Le groupe de prospective numérique de Franche Comté n'est pas constitué d'experts du numérique mais de chefs d'entreprises, de chercheurs, d'artistes et de bloggeurs représentant une diversité de points de vue permettant d'enrichir la thématique. Le groupe est donc à même de poser de bonnes questions aux experts et d'identifier des possibilités d'actions pertinentes pour le territoire.

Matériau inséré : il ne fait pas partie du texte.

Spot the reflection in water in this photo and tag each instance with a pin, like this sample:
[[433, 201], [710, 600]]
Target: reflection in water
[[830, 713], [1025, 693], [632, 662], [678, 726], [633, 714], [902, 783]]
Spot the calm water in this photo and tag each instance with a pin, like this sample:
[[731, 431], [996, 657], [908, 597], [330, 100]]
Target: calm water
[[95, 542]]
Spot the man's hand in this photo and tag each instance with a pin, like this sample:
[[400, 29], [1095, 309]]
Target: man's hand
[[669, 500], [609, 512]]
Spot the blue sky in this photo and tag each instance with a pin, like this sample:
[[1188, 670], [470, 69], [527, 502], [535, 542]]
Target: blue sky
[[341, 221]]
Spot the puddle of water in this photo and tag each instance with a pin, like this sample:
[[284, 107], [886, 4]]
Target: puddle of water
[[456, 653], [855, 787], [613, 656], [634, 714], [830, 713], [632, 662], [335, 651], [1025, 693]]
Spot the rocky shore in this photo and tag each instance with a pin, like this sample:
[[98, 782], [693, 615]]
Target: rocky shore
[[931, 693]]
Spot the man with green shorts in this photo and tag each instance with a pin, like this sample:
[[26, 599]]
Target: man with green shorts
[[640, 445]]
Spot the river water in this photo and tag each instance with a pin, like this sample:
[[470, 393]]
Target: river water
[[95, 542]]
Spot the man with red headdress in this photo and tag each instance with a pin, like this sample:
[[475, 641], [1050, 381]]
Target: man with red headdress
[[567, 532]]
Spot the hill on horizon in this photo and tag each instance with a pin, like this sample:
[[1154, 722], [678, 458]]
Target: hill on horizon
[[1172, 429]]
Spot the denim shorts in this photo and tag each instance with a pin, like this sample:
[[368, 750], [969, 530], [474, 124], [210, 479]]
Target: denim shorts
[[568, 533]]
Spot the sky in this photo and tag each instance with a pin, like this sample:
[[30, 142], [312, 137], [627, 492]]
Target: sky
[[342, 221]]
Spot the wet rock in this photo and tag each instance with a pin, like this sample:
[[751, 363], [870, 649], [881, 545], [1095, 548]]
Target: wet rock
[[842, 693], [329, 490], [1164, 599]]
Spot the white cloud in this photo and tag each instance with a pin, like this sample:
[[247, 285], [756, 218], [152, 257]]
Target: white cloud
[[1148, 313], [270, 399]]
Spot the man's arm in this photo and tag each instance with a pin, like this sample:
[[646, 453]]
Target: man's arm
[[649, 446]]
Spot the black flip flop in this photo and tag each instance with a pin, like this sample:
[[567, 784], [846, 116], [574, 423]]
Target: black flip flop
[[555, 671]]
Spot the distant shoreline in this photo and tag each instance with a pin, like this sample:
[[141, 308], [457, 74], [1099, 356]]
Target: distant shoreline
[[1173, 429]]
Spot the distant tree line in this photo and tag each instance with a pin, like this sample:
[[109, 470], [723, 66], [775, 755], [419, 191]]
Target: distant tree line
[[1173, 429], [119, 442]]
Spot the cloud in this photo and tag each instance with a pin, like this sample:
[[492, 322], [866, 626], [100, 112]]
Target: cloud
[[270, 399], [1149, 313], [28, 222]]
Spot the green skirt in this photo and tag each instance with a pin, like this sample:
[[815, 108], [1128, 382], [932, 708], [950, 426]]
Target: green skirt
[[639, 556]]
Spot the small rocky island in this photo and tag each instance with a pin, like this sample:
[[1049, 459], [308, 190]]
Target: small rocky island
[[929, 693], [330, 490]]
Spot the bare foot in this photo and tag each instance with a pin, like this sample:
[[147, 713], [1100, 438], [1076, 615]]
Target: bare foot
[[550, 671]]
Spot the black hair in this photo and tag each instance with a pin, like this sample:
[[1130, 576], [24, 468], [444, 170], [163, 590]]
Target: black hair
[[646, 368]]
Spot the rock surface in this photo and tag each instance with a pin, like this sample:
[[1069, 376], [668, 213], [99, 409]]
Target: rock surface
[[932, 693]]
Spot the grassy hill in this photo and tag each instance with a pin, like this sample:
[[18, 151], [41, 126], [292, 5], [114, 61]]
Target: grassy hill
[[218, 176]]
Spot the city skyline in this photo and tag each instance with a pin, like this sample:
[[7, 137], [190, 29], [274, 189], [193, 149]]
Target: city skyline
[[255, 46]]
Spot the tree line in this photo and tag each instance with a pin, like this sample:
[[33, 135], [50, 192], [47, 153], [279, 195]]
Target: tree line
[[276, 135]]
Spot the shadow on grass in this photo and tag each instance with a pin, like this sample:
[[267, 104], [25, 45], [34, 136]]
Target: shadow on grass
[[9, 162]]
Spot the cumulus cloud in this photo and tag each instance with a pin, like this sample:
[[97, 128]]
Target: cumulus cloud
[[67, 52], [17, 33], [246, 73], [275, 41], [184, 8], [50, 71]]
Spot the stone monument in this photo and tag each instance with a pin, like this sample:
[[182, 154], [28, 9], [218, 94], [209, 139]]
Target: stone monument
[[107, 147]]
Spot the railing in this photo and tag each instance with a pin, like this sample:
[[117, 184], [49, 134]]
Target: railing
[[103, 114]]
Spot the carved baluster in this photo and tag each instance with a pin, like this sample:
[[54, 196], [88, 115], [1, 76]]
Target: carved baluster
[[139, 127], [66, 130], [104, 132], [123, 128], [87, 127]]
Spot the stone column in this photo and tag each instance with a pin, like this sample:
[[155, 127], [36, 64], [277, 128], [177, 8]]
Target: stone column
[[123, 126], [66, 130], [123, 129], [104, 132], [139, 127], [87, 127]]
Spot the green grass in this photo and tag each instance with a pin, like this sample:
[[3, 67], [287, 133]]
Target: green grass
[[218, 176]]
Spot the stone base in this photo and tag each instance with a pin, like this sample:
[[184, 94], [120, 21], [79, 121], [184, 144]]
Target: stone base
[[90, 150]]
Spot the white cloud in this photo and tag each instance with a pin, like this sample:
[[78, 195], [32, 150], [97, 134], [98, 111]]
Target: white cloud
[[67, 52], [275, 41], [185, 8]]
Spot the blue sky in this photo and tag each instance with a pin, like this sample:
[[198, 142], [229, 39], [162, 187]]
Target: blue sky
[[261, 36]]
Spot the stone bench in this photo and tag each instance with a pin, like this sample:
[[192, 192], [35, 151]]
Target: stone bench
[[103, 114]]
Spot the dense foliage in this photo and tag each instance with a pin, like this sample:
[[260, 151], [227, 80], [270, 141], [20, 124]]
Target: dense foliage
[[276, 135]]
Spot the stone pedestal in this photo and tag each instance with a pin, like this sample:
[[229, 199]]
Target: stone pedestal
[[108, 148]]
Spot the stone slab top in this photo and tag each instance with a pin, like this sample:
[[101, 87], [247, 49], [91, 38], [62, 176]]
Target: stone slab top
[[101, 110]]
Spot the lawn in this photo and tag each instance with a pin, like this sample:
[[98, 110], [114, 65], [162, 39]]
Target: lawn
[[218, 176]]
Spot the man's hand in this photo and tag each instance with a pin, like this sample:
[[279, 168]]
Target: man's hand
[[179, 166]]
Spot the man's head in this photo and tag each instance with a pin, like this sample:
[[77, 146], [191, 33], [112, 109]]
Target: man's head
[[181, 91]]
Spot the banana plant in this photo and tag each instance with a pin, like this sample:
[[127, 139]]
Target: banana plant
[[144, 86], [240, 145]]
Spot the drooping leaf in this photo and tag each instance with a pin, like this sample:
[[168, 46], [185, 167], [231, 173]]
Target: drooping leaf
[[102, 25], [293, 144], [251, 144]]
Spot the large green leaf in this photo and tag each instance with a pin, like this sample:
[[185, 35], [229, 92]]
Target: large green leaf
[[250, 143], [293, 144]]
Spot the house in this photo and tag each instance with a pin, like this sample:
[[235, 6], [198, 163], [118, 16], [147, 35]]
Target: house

Changer la façon de formuler la question est probablement la meilleure façon d'arriver à une solution innovante ou comme le dit Albert Einstein : " Un problème créé ne peut  être résolu en réfléchissant  de la même manière qu'il a été créé ".

Lors de la  réunion du 25 février 2010 et de la visio de restitution du 12 mars2010, les échanges ont convergé vers cinq grands thèmes considérés comme importants par le groupe :

  1. Quelle place pour l'humain ?
  2. Les différentes fractures de la société
  3. Notre capacité de choix se développe-t-elle ?
  4. Les nouveaux modèles économiques
  5. Y a-t-il centralisation ou décentralisation des acteurs.
L'objectif de la deuxième réunion du 27 avril 2010 est de transformer ces thèmes en questions. Cependant, on observe que certains types de questions sont plus productifs que d'autres.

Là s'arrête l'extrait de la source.